Bamfette explains it all. No, Kurt Wagner was never a priest. It was all just delusions planted in his head by mind control. For at least fifty issues or more. *bangs head against desk*



And people ask me why I gave up on X-Men, or used to be so glad that Excalibur took place in England, far from the Mutant Shenanigans of the Month. It sounds as if the distortions of Catholic practice and the lack of clue on how to use Kurt's priesthood in the storyline were already so great that many readers are just glad to get shed of the plotline by any means, however idiotic.



(In case you were wondering about Bamfette's issue references, there is a comic book every week in the month which chronicles the X-Men's adventures. Uncanny X-Men is the original book and has been running since the late seventies. X-Men only started in the early nineties.
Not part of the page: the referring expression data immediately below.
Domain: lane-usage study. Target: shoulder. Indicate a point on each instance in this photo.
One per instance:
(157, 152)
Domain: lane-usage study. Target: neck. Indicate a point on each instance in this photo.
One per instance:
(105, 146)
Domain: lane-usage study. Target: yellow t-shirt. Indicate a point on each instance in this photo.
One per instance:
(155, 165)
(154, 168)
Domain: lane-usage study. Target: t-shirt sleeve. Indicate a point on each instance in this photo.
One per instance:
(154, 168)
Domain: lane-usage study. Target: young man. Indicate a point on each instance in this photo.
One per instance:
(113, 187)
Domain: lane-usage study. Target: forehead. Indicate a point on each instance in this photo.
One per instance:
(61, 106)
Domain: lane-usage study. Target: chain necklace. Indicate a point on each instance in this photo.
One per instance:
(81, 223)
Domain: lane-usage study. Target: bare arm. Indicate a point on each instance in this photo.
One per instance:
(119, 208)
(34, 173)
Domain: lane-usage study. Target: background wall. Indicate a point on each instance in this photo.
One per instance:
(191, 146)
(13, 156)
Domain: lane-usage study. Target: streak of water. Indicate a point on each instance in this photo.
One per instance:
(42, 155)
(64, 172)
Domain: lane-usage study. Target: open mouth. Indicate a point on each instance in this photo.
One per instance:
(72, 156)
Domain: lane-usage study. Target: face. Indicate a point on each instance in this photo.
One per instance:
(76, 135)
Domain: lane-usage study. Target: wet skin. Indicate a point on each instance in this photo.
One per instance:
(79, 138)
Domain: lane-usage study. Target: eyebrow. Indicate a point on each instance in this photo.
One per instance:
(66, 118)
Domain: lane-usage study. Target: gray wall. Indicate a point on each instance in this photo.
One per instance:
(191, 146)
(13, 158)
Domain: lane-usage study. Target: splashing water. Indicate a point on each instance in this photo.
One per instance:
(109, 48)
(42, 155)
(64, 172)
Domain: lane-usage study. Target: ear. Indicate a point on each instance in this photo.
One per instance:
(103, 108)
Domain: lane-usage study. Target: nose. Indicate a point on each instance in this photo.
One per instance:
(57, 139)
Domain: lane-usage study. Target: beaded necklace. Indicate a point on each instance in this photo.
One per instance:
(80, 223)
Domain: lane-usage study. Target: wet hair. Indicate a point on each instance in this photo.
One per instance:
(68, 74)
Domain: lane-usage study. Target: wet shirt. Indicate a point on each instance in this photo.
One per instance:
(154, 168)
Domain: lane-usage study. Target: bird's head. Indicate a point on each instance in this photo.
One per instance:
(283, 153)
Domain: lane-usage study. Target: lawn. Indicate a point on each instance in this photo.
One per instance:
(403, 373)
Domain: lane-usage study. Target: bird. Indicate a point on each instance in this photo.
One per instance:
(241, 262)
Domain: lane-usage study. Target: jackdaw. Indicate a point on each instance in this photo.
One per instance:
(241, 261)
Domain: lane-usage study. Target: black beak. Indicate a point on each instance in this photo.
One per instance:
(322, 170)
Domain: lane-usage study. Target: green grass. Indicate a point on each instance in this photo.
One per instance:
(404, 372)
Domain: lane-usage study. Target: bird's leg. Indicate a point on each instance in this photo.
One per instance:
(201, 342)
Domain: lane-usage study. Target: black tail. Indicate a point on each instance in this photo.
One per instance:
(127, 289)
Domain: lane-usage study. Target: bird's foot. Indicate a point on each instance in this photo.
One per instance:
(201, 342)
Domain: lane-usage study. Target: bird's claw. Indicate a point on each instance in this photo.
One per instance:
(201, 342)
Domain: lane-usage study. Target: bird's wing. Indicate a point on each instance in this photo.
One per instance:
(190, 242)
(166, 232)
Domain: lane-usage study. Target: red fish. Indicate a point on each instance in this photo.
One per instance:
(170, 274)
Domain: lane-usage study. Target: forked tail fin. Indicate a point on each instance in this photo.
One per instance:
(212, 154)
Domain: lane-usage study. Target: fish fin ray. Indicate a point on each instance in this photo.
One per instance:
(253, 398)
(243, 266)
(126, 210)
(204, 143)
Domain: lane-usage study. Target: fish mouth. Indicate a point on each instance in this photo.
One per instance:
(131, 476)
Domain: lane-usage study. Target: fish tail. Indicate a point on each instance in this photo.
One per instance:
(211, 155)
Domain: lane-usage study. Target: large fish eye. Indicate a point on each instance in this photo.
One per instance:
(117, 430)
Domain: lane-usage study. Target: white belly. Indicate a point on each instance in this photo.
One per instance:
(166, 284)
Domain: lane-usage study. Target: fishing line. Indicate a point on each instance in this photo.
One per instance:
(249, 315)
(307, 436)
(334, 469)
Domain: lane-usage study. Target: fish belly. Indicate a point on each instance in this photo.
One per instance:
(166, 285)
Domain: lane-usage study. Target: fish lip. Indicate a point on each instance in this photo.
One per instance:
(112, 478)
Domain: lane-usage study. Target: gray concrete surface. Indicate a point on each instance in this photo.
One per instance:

The other books are The New X-Men, which is apparently Chris Claremont's return, and Ultimate X-Men, which doesn't take place in the normal Marvel universe and can be ignored for this purpose. Also bear in mind that each issue costs four or five bucks. Gee, I wonder why kids and teenagers aren't picking up the comics hobby....)



I'm glad that most of the apparent anti-Catholicism is not the result of malice, but stupidity. See, the plot only gets stupider. Mr. Austen has the schismatic Church of Humanity planting nanodevices in the communion wafers, wine and holy water in every church in America, Catholic or no, to get rid of "the religious right". (Now I start to believe that he was raised Catholic, because he apparently thinks that every Christian church uses these things.) The sheer logistics is laughable. Communion wafers and wine do not all come from one centralized factory. Holy water is made on the premises of a church. There would have to be huge numbers of Church of Humanity agents or members, something I don't think likely. And where did the nanotech come from, and how much did it cost? Even assuming help from mind control, the scope of the thing is just ridiculous -- and that's if it's just being done in the US.



But anybody who crucifies Jean Gray and Jubilee on the front lawn of Xavier's mansion (yes, that was what Austen wrote into Uncanny X-Men #243), in a 25 cent issue intended to attract kids and new readers, has obviously got an awful lot of malice and stupidity in him. Unless Marvel's comics division wants to go back to the Land of No Profit, he should go.



(But no, they'd rather lose Mark Waid.) *bang head against wall* Well, bah. I think I'll just go catch up on Ruse and try to forget what they've done to my poor Kurt.